Les logements vacants ne sont pas oubliés non plus. La taxe sur les logements vacants (TLV) entre en scène pour les biens inoccupés depuis plus de deux ans, en particulier dans les zones où la crise du logement sévit. L’objectif : motiver les propriétaires à remettre ces logements sur le marché locatif.
Résumé des biens concernés :
- Résidences secondaires
- Logements vacants (TLV)
Les propriétaires de ces biens devront s’assurer de déclarer leur situation auprès des services fiscaux. La déclaration d’occupation est attendue chaque année avant le 1er juillet, soit en ligne sur impots.gouv.fr, soit par courrier, soit directement auprès du centre des impôts.
Réaliser ces démarches dans les temps permet d’éviter les pénalités et de rester en règle avec l’administration.
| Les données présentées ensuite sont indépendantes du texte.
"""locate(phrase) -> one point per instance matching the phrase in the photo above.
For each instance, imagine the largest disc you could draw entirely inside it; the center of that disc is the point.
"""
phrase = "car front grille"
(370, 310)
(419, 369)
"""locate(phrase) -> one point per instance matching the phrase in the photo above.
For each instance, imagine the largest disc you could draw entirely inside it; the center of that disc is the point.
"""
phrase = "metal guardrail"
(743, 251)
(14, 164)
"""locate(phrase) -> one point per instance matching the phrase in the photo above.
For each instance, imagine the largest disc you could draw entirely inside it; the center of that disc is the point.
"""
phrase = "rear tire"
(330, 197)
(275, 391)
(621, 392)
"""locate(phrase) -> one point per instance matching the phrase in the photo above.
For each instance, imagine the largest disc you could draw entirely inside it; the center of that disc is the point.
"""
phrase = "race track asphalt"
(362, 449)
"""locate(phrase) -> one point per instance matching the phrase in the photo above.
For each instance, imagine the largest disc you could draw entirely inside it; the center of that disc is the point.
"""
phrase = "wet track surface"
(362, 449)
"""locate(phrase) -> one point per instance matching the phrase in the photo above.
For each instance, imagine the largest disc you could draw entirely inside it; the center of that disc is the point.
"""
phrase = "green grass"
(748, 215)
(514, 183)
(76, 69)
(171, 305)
Les décisions locales concernant la taxe foncière pourront aussi rejaillir sur ces propriétaires, selon les ajustements décidés pour compenser la disparition progressive de la taxe d’habitation sur les résidences principales.
Les démarches à suivre pour les contribuables concernés
Si vous possédez une résidence secondaire ou un logement vacant, certaines obligations ne peuvent être négligées. La première consiste à effectuer la déclaration d’occupation, indispensable pour éviter tout désagrément administratif ou financier. Cette formalité doit être réalisée avant le 1er juillet chaque année.
Comment déclarer ?
Trois options s’offrent à vous pour transmettre votre déclaration d’occupation :
- En ligne : le site impots.gouv.fr permet de renseigner et d’envoyer directement la déclaration. Cette méthode, rapide, simplifie la gestion des démarches fiscales.
- Par courrier : l’envoi au centre des impôts compétent reste possible pour ceux qui préfèrent la voie traditionnelle.
- Au guichet : il est également envisageable de déposer sa déclaration en personne auprès du centre des impôts.
Documents nécessaires
Avant de commencer, rassemblez :
- L’adresse précise du bien immobilier
- Le numéro fiscal du propriétaire
- Les informations concernant l’occupation ou la vacance du logement
Mettre à jour ces données permet aux services fiscaux de calculer correctement la taxe due. En respectant ces étapes, vous évitez les mauvaises surprises, qu’elles soient administratives ou financières.
Les collectivités locales s’appuient sur ces déclarations pour adapter leurs politiques fiscales, notamment en matière de taxe foncière. Pour anticiper au mieux l’impact sur votre budget, il peut être utile de consulter un conseiller fiscal.
D’ici quelques années, la notion même de taxe d’habitation sur la résidence principale ne sera plus qu’un souvenir pour la grande majorité des foyers. Mais pour les détenteurs de biens secondaires ou vacants, anticiper et déclarer reste le mot d’ordre, sous peine de voir la facture grimper sans prévenir.